With higher fertilizer prices taking a bite out of profits, the thought of getting free fertilizer from more unconventional sources sounds appealing.
And while there are some interesting options available, one no-tiller says you need to proceed with caution.
For Allan Brooks of Markesan, Wis., his alternative fertilizer source for a number of years was wastewater from a nearby cheese plant.
“They would apply the wastewater when we weren’t planting,” Brooks says. “It was a low-cost deal, because they were giving me a source of fertilizer that they needed to get rid of.”
Brooks says the nutrient value of the wastewater was about 20 pounds of nitrogen, phosphorous and potash per year in an organic form.
“Sometimes more, sometimes less,” he says. “But it was not always available to the plant, and it would take some time for the nutrients to shake loose.”
One consideration with alternative fertilizer sources is the need to work with the supplier to determine how and when materials will be applied.

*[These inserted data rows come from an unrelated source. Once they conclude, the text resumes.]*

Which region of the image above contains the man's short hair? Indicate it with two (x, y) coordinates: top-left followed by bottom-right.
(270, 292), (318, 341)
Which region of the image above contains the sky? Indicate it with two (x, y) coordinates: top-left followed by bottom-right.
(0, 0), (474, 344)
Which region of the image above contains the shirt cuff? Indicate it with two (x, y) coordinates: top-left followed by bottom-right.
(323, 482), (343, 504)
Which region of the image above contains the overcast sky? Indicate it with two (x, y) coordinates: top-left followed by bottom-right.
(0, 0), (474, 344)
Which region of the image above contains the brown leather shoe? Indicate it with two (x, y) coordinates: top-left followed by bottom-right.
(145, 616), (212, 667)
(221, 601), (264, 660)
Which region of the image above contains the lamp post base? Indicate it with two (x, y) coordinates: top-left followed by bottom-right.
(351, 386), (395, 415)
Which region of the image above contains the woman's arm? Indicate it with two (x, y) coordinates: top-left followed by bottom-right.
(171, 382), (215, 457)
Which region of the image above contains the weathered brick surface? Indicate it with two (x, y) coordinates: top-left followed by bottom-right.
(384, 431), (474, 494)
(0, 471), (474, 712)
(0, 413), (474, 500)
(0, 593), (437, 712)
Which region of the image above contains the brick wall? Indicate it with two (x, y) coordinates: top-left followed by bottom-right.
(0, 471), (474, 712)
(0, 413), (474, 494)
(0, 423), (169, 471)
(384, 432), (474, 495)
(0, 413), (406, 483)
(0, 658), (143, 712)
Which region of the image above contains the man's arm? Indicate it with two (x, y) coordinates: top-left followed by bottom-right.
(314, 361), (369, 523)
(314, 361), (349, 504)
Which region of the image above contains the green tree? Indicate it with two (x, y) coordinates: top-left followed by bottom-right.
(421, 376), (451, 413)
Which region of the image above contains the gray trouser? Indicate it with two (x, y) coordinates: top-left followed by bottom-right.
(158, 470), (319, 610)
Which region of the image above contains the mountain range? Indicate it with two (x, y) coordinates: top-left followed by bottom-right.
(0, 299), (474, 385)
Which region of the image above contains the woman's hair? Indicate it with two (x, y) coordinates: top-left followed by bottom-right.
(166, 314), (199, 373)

“Application methods weren’t always as uniform as I would have liked,” he says. “And because it was considered wastewater, application was heavily regulated by the Department of Natural Resources.
“Application through a field could vary depending on how they were permitted to apply. That meant we would have to go back in and make fertilizer applications to correct other areas of the field.”
No-tillers should also be cautious on how the material is being spread on the field.